За свою бюрократическую утопию герой идет на собственную Голгофу, принимая вечное презрение жены, насмешки окружающих, безнадежно надеясь, что его "хоть раз в жизни дослушают до конца, поймут". "Я не могу иначе. Иначе у меня лопнет голова от напряжения, если я не дам выход мыслям".
Князев слишком буквально понял лозунги о власти советов и народном самоуправлении. Все заканчивается скандалом на почте и комическим шествием в милицию по улицам районного городка. "Князева подтолкнули вперед... Вывели на улицу и пошли с ним в отделение милиции. Сзади несли его тетради. Прохожие останавливались и глазели. А Князев... Князев вышагивал из круга — орал громко и вольно. И испытывал некое сладостное чувство, что кричит людям всю горькую правду про них. Редкое чувство, сладкое чувство, дорогое чувство. — Пугачева ведут! — кричал он. — Не видели Пугачева? Вот он — в шляпе и галстуке! — Князев смеялся. — А сзади несут чявой-то про государство. Удивительно, да? Какой еще! Ишь чяво захотел!.. Мы-то не пишем же! Да? Мы те попишем. Мы те подумаем! "Да здравствуют полудурки!" — Хорошо, что отделение милиции было рядом, а то бы Князев накричал много всякого".
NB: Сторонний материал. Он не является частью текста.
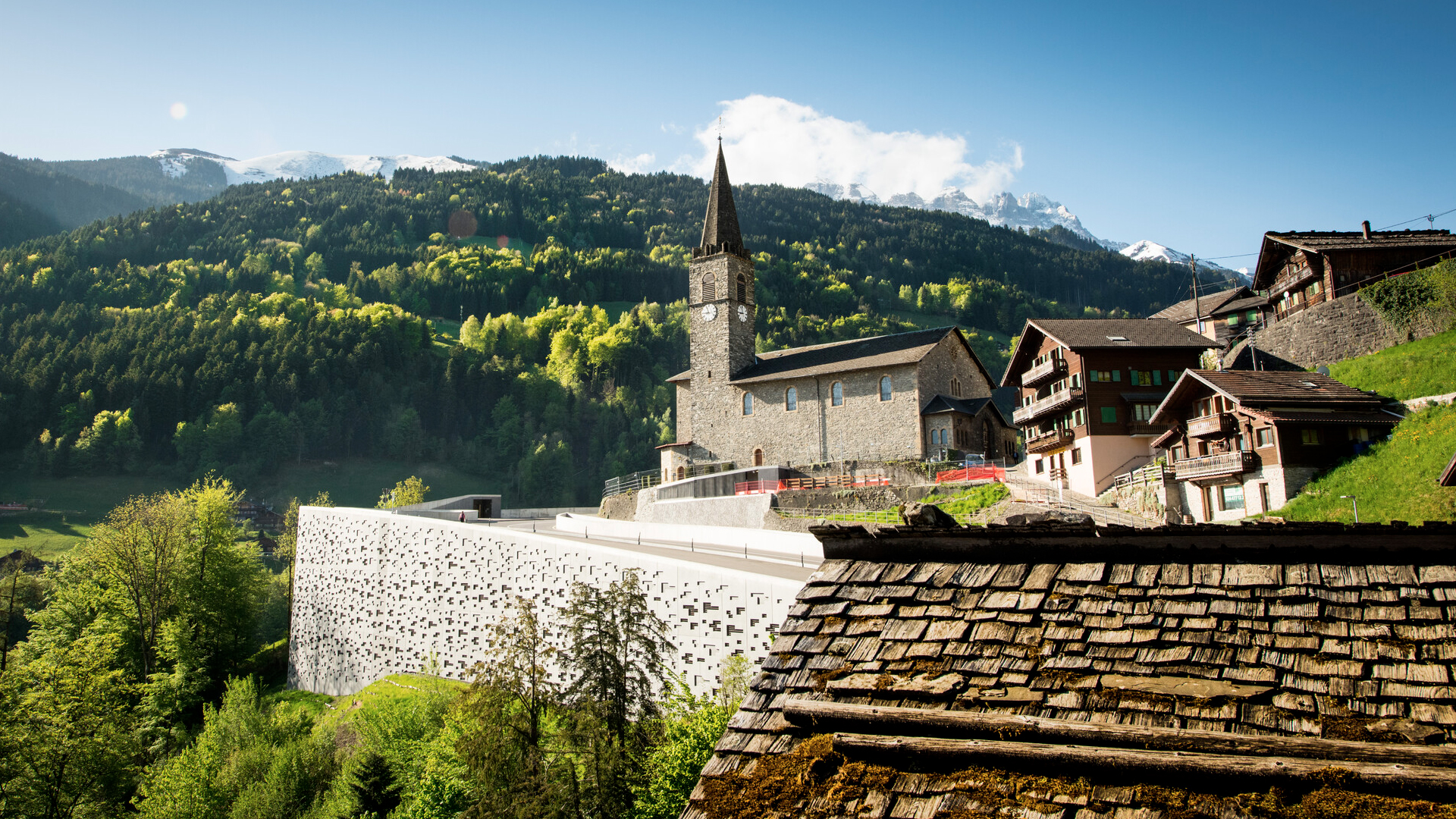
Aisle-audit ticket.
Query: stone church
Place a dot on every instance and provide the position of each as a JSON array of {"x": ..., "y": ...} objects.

"Я пришел дать вам волю" — назвал Шукшин роман о Степане Разине. Этот Пугачев в шляпе и галстуке пришел дать людям закон. Но вечное "там лучше знают" гасит все его идеалистические порывы.
А что если бы они осуществились?!
Другой вариант резкого рывка из привычной жизни Шукшин предлагает в "Пьедестале". "И это стало у Константина Смородина как болезнь: днем, на работе, рисует свои вывески, плакаты, афиши. А вечером, дома, начинает все ругать — свою работу, своих начальников, краски. Зрителя, всех и все".
Вдохновляемый женой, мечтающей вырваться в какую-то другую жизнь (редкий у Шукшина пример женщины-соратницы и помощницы), он вместо "осточертевших передовиков" целый год пишет картину "Самоубийца", которой собирается потрясти мир. "Живет человек, никто на него не обращает внимания, замечают только, что он какой-то раздражительный. Но в политику не лезет. Вдруг, в один прекрасный день, все узнают. Что этот человек — гений. Ну, не гений, крупный талант".
Но неведомого шедевра не получается. Надежды разбиваются вдребезги после экспертизы лучшего художника города, который только-только начал пропивать свое здоровье. "— Костя!.. — окликнул он. — Ты чего? Брось ты так... Давно надо было позвать меня — не тратил бы год на эту мазню. Надо учиться, дружок, надо много уметь... Ну куда тебя к черту понесло — самоубийца! Тут еще и ремесла-то нету. Тут ни примитивизма. Ни реализма... Ничего. — Он посмотрел на картину. — Ты человек способный, это я тебе не из какой не из жалости говорю. Способный. Но абсолютно неграмотный. Да и тема вовсе не твоя, вон ты какой... окорок, с чего вдруг самоубийство-то?"
Мимоходом, одним касанием (рассказ написан в начале семидесятых) Шукшин задевает проблему неофициального искусства. Голое "наоборот" оказывается ничем не лучше официальной "продажности". "Утро нашей родины" и "Самоубийца" стоят друг друга.
Картина — "мазня", фальшивая бумажка, вроде тех, за подделку которых артистичный герой попал в тюрьму. Но человеческая драма и боль от рухнувшей надежды — подлинны и даны Шукшиным без всякой насмешки, с сочувствием и пониманием. Еще одна душа корчится в спазмах невоплощения, пытается вырваться из оков своей маленькой судьбы.
Следующая точка, в которой Шукшин ловит в фокус своего героя, оказывается где-то на рубеже пятидесяти. Мечты, надежды, планы, любовь, трактаты, картины уже позади — наступает время сожаления и осмысления.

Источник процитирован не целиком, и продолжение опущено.